Accadde oggi, 21 Maggio: 1674, sale al trono un re di Polonia che salverà l’Europa con l’aiuto di un Cardinale lucchese…!

 

Jan Sobieski, re di Polonia, salvò Vienna dall’assedio dei Turchi, che altrimenti avrebbe invaso tutta l’Europa. Ma su richiesta del Cardinale Francesco Buonvisi da Lucca. E attenzione!! ad una nostra scoperta della quale non vi diciamo di più! I cannoni che spararono in difesa di Vienna, venivano dalle ferriere di Barga!!!

 

di Daniele Vanni

 

Giovanni III di Polonia, in polacco Jan Sobieski(Olesko, 17 agosto 1629 – Wilanów, 17 giugno 1696), iniziò in questa data, il 21 Maggio 1674, ad essere re di Polonia, e a capo della Confederazione Polacco-Lituanadal 1674 al 1696 e fu soprannominato dai Turchi, il Leone di Lehistan.

Era figlio di Jakub Sobieski, Palatino di Rutenia e di Zofia Teofillia Daniłowicz, figlia di un hetman, un capo dell’esercito.

In gioventù frequentò l’Università Jagellonica e in seguito intraprese, insieme al fratello Marek, una serie di viaggi nell’Europa Occidentale. Successivamente combatté al servizio di Giovanni II Casimiro di Polonia contro Cosacchi, Tartari, Svedesi di Carlo X Gustavo di Svezia, e Moscoviti.

Nel 1665 sposò una nobile francese, Marie Casimire Louise de la Grange d’Arquien, già dama di corte della regina Maria Luisa di Gonzaga-Nevers e vedova del nobile Jan “Sobiepan” Zamoyski. Così si accostò al partito francofilo, nella corsa al trono polacco.

Fu eletto re della Confederazione Polacco-Lituana nel 1674.

 

 

John_III_Sobieski

 

Grazie all’acume e all’intervento diplomatico del lucchese Cardinal Francesco Buonvisi, che Nunzio Apostolico in Polonia e poi in Austria, da anni andava intessendo una rete europea, intervenne in aiuto dell’imperatore Leopoldo I contro le forze ottomane.

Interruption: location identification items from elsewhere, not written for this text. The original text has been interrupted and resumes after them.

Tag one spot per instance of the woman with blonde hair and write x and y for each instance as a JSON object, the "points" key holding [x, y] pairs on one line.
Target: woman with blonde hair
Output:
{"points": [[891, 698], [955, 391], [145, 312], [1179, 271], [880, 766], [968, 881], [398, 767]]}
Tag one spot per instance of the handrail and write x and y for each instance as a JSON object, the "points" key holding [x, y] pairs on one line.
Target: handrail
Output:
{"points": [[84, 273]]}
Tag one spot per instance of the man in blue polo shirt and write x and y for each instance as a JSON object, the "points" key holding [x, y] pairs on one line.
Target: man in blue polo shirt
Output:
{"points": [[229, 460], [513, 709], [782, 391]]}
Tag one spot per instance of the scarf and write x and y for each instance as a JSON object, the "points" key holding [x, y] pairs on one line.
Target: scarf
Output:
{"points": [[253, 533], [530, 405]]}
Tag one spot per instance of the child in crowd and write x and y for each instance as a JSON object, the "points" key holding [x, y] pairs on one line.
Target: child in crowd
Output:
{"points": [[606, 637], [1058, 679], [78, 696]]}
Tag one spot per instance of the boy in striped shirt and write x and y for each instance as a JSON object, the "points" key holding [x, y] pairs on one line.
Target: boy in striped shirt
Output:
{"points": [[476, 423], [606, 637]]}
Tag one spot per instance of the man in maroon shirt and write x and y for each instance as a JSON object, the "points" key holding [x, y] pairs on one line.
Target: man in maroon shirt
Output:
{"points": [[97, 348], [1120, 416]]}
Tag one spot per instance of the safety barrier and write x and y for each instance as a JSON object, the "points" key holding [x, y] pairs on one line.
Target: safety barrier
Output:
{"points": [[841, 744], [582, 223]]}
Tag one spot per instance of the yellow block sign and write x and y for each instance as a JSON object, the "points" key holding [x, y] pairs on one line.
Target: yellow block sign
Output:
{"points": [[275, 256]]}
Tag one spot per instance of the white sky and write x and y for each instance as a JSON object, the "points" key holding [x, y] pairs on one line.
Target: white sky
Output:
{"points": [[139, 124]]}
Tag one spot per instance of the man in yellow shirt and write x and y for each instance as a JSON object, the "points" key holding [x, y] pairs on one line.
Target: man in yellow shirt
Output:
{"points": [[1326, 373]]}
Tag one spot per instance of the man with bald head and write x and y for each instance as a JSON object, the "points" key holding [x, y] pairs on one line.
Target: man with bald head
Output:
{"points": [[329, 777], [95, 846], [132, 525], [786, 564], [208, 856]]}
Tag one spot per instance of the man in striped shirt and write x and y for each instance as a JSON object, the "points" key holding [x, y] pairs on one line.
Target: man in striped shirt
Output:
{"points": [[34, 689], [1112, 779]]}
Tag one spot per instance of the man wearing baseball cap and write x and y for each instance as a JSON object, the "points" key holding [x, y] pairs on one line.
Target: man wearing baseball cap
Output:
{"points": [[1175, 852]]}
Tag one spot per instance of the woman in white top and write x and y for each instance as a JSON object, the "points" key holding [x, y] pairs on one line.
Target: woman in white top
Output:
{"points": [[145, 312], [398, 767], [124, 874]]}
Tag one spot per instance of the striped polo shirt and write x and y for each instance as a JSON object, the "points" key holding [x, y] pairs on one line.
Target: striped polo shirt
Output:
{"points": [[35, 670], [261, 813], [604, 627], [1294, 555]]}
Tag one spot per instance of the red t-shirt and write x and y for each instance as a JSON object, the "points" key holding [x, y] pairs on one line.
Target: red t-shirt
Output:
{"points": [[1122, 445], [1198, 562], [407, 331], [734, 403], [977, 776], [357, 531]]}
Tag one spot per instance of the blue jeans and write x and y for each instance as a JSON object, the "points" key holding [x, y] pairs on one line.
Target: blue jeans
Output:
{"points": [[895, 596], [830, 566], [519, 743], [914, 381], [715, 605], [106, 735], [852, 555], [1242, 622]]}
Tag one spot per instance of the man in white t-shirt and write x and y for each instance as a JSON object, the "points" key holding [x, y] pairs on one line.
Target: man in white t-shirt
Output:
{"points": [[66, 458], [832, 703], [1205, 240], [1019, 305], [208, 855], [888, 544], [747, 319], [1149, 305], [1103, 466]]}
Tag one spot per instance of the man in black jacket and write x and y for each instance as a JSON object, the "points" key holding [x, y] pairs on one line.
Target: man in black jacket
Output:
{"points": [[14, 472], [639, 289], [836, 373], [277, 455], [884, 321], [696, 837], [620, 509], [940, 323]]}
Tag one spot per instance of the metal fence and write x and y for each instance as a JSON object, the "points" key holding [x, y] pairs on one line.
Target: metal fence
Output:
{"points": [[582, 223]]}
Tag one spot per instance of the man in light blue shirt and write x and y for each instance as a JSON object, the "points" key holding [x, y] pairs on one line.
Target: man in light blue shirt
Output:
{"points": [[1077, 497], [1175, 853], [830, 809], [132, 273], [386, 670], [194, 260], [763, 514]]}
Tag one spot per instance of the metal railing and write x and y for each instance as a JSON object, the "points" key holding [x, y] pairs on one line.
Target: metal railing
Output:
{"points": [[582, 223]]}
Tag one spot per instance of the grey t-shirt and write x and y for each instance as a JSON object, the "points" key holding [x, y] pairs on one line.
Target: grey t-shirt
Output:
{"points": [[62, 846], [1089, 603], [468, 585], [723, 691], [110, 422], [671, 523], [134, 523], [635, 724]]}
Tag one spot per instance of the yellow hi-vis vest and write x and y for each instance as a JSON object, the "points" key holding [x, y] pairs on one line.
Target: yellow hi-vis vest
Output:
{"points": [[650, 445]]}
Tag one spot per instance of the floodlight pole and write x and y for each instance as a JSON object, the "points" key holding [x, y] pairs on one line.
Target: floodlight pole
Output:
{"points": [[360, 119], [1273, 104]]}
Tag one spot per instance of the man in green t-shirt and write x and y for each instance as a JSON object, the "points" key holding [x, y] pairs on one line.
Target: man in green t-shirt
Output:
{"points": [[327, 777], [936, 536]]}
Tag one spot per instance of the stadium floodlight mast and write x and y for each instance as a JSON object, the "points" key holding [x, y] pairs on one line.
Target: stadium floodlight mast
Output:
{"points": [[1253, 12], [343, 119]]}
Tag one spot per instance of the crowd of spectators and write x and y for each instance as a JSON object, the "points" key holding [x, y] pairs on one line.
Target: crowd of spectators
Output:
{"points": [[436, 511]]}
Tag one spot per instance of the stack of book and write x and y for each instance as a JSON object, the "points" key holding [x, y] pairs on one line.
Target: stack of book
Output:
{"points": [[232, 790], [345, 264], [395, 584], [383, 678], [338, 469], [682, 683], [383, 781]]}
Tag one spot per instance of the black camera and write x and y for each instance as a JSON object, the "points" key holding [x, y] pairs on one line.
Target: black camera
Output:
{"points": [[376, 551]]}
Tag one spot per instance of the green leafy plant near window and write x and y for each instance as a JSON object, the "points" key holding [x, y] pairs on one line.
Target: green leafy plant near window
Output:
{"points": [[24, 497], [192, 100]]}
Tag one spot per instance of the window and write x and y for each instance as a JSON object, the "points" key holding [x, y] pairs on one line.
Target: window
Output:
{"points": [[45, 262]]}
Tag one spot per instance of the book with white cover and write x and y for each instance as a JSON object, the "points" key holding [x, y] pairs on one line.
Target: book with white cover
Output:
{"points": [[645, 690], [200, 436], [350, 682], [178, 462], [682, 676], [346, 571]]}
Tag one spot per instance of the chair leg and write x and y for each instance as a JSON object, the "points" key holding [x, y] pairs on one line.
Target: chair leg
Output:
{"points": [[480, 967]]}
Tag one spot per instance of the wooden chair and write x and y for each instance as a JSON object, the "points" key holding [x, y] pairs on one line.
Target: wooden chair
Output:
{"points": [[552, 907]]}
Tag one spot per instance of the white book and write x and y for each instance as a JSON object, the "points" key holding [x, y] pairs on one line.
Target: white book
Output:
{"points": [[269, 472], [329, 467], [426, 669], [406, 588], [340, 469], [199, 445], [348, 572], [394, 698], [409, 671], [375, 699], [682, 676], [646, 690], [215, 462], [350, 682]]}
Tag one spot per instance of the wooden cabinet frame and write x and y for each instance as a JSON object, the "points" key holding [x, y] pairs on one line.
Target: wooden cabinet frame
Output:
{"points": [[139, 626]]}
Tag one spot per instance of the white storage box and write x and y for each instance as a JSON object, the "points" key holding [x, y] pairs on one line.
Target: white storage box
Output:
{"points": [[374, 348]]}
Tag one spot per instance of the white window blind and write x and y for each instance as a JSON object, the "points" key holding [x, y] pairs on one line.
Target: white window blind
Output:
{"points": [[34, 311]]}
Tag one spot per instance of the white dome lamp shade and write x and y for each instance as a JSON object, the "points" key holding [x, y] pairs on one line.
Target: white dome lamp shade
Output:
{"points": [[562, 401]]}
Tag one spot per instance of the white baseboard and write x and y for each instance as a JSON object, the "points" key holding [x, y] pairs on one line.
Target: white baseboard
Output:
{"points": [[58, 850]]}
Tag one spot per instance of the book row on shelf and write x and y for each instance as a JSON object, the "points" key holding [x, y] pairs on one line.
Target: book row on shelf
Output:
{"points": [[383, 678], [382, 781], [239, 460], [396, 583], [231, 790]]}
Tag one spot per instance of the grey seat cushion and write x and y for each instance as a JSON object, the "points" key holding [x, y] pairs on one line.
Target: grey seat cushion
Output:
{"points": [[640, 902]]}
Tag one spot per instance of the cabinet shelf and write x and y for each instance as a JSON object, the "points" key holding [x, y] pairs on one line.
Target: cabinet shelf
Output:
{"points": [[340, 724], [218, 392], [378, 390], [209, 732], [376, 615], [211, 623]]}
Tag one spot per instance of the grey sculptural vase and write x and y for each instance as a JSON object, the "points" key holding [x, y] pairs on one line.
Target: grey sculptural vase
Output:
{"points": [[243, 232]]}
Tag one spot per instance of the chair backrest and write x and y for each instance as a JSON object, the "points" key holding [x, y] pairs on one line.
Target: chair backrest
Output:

Così fu il vincitore della Battaglia di Vienna, e distrusse con una manovra geniale della sua cavalleria, da lui stesso comandata, il grosso dell’esercito ottomano al comando di Kara Mustafa (12 settembre 1683).

 

Francesco_Buonvisi

 

Nel 1683, il Gran Visir ottomano aveva lanciato una campagna militare in direzione dell’Austria, nel tentativo di raggiungere l’obiettivo di più di un secolo e mezzo di guerre: la conquista di Vienna e dell’est europeo.

A metà luglio il suo esercito di 200.000 uomini pose sotto assedio Vienna (difesa da 10.000 soldati al comando del generale Ernst Rüdiger von Starhemberg) ricalcando i passi di Solimano il Magnifico nel 1529. A settembre 1683, aveva preso una parte delle mura e sembrava essere sulla via della vittoria definitiva.

Ma il giorno 12 dello stesso mese gli imperiali del duca Carlo V di Lorena e i loro alleati polacchi, al comando di re Jan Sobieski, approfittarono dell’incompetenza di Mustafà e dello scadente dispiegamento delle sue truppe, vincendo la battaglia di Vienna con un devastante attacco sul fianco condotto dalla cavalleria polacca di Sobieski. I Turchi si ritirarono in Ungheria per non tornare mai più nell’Europa centrale. Nella fretta di lasciare l’Austria Kara Mustafa fu costretto ad abbandonare nel suo accampamento immense ricchezze: oltre a oro e argento, fontane trasportabili, documenti, segretari e oltre 1.500 concubine, vero svago del Gran Visir! La schiacciante vittoria sui turchi fece di Giovanni uno dei condottieri e dei sovrani più importanti d’Europa: Papa Innocenzo XI gli fece dono dello stocco pontificio ed una stanza gli venne dedicata nei Musei Vaticani.

 

 

Mustafà

 

Durante il suo regno dovette poi condurre altre guerre offensive e difensive, per tutelare i confini della nazione (più vasta di quella attuale, comprendendo infatti Lituania, Bielorussia ed Ucraina) dall’ingerenza russa ed ottomana, anche alleandosi con l’Impero, il Papato e la Repubblica di Venezia.

Giovanni III fu l’ultimo re di Polonia dotato di grande personalità, soprattutto militare; protagonista e artefice degli ultimi splendori del Regno di Polonia. Dopo la sua morte, il paese subirà le prepotenze degli stati confinanti, fino a scomparire da lì ad un secolo per mano di Russia, Prussia e Austria, che metteranno sul trono sovrani fantocci e che infine se lo spartiranno ben tre volte.